A to Z of making an intelligent voice assistant

It was 2011, a sad year for a lot of apple fans (me included) because Steve Jobs, one of original co-founders of Apple Computers died October that year. Also, it could become sadder if there was no iPhone 4S and its features that year.

A few years prior to the first introduction of Siri (which introduced with iPhone 4S), a movie called Iron Man came out from Marvel Studios. Unlike comic books, Jarvis wasn’t an old man in this movie. Jarvis was an A.I. I’m not sure if the movie inspired companies to add the voice assistant to their systems or not, but I’m sure a lot of people just bought those phones or tablets to have their own version of Jarvis!

Long story short, a lot of engineers like me, were under the influence of the MCU (Marvel’s cinematic universe) and Apple and wanted to have their voice assistant a little bit differently!
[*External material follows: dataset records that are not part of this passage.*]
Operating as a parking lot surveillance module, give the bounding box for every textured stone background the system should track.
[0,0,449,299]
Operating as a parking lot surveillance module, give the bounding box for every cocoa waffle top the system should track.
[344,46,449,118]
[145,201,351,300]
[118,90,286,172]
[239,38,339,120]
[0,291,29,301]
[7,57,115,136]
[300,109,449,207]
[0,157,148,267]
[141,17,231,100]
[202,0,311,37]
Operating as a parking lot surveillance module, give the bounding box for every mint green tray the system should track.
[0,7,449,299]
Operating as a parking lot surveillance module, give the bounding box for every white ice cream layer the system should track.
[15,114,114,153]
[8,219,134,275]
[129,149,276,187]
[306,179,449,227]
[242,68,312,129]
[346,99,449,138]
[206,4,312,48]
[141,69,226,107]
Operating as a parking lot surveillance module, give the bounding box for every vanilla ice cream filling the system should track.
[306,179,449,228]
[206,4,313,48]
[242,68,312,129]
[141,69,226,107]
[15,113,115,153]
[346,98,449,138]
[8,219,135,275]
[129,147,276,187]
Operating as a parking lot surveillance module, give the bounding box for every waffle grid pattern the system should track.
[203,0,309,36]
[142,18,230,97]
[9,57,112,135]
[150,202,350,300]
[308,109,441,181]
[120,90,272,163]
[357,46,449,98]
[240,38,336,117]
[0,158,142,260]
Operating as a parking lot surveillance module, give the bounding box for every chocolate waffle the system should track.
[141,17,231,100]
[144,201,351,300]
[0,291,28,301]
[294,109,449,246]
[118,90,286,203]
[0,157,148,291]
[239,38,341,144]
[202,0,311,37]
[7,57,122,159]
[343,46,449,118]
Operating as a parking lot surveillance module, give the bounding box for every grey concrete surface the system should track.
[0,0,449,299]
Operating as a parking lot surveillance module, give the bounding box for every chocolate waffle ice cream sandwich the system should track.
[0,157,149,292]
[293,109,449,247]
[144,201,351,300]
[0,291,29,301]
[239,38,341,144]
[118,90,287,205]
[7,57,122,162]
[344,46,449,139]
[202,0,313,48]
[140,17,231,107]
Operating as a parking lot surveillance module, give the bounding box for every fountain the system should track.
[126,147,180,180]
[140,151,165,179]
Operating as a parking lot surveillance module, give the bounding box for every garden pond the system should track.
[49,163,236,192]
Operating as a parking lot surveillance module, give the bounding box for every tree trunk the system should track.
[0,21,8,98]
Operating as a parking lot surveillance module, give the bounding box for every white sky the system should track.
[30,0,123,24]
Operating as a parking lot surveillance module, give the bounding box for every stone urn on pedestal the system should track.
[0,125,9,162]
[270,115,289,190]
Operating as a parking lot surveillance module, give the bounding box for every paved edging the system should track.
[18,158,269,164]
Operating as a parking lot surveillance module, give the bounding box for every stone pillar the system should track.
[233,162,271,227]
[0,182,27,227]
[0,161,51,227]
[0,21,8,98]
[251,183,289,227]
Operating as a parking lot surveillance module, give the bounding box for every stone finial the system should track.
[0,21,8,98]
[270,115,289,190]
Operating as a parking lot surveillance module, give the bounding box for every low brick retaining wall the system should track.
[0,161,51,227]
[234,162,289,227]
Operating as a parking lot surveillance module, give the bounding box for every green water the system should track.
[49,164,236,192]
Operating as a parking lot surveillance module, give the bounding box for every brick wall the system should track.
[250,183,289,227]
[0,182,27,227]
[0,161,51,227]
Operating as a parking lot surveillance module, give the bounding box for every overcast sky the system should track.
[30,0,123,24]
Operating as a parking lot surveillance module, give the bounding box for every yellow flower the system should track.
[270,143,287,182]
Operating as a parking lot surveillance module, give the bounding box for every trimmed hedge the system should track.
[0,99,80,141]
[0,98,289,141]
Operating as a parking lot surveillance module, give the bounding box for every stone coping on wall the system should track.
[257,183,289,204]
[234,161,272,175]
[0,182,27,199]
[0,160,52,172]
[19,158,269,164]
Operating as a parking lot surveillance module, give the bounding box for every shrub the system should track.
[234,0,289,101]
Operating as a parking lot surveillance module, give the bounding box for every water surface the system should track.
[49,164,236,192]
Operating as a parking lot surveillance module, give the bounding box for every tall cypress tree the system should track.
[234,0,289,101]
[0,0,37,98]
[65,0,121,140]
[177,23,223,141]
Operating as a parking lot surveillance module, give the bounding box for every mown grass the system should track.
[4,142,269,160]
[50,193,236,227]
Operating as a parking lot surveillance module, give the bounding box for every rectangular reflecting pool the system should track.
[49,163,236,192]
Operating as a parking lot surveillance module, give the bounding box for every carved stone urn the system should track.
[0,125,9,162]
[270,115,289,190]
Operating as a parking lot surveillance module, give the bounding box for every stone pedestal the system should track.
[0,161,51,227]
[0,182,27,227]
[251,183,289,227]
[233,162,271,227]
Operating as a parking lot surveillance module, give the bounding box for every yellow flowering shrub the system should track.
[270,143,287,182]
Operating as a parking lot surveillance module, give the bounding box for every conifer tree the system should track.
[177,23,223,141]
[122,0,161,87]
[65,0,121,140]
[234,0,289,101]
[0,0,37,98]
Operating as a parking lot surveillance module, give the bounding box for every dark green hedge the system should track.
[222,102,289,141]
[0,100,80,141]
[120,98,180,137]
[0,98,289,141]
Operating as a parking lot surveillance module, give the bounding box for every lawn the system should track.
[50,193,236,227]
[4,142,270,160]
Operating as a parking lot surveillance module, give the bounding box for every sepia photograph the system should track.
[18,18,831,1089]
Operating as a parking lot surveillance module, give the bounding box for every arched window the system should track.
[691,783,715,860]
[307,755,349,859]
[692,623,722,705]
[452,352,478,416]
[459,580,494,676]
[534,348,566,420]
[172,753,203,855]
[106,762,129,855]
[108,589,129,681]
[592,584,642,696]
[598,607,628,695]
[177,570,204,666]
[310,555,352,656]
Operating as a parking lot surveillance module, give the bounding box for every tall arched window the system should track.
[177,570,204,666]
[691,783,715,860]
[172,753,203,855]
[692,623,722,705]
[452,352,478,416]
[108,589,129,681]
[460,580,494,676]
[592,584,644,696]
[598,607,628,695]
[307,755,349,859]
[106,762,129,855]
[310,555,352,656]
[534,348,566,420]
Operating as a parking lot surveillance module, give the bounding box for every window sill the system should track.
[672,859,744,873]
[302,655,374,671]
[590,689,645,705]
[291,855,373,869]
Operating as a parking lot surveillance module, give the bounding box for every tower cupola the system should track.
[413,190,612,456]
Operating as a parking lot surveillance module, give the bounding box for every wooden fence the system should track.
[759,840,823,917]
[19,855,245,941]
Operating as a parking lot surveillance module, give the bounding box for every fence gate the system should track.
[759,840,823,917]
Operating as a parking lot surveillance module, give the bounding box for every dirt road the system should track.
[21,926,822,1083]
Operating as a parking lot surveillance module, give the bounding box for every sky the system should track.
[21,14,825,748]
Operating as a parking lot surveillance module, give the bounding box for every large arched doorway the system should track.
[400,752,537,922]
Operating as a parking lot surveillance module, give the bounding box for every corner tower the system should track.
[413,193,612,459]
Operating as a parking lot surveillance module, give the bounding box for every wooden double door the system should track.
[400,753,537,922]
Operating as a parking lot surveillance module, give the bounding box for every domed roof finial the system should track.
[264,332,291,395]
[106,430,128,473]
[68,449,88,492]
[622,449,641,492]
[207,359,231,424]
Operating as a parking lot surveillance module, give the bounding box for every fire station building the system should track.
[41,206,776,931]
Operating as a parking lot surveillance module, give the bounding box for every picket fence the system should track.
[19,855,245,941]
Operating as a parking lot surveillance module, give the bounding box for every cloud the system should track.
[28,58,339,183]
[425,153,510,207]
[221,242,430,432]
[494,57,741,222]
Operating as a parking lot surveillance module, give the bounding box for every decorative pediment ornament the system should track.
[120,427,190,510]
Instead of buying an iPhone 4S, we preferred to start making our own voice assistants.

In this article, I’m discussing the basics you need to learn for making your very own version of Siri. I warn you here, there wil be no codes at least in this one!

How does a voice assistant work?

In order to make something, we first need to learn how on earth that thing works! So, let’s discuss about voice assistants and how they work. They’re much simpler than what you think. It’s guaranteed your mind will be blown by their simplicity!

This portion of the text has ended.